Question regarding the speed up

yxuansu / NAG-BERT

[EACL'21] Non-Autoregressive with Pretrained Language Model

https://arxiv.org/abs/2102.08220

Apache License 2.0

61 stars 4 forks source link

Question regarding the speed up #2

Open allanj opened 3 years ago

allanj commented 3 years ago

I saw the paper use argmax as the equation to obtain the sequence. I understand that that would be a Viterbi algorithm, where the complexity is again O(n). I'm confused that how is it faster than Auto-Regressive approach

clearloveclearlove commented 3 years ago

I saw the paper use argmax as the equation to obtain the sequence. I understand that that would be a Viterbi algorithm, where the complexity is again O(n). I'm confused that how is it faster than Auto-Regressive approach

i think the reason is that model only run once, then Viterbi decode. Auto-Regressive should run n

yxuansu commented 2 years ago

I saw the paper use argmax as the equation to obtain the sequence.
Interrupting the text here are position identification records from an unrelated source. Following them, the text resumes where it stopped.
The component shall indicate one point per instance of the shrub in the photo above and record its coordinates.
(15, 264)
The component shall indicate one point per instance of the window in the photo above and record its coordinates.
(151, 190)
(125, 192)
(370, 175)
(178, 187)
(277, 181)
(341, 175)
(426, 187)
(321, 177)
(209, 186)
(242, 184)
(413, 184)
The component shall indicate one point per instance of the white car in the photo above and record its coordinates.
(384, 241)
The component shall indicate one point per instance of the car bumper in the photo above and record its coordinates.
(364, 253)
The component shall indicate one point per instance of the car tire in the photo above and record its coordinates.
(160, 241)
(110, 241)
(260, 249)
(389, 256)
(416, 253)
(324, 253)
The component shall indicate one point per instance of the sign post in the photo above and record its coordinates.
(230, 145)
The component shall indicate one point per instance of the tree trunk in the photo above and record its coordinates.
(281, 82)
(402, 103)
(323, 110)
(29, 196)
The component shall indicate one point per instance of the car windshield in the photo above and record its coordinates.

I understand that that would be a Viterbi algorithm, where the complexity is again O(n). I'm confused that how is it faster than Auto-Regressive approach

Hello, thank you for your question. The speed up comes from the fact that NAG-BERT only do the forward computation once, as for autoregressive models they have to do forward pass n times where n is the length of output sequence.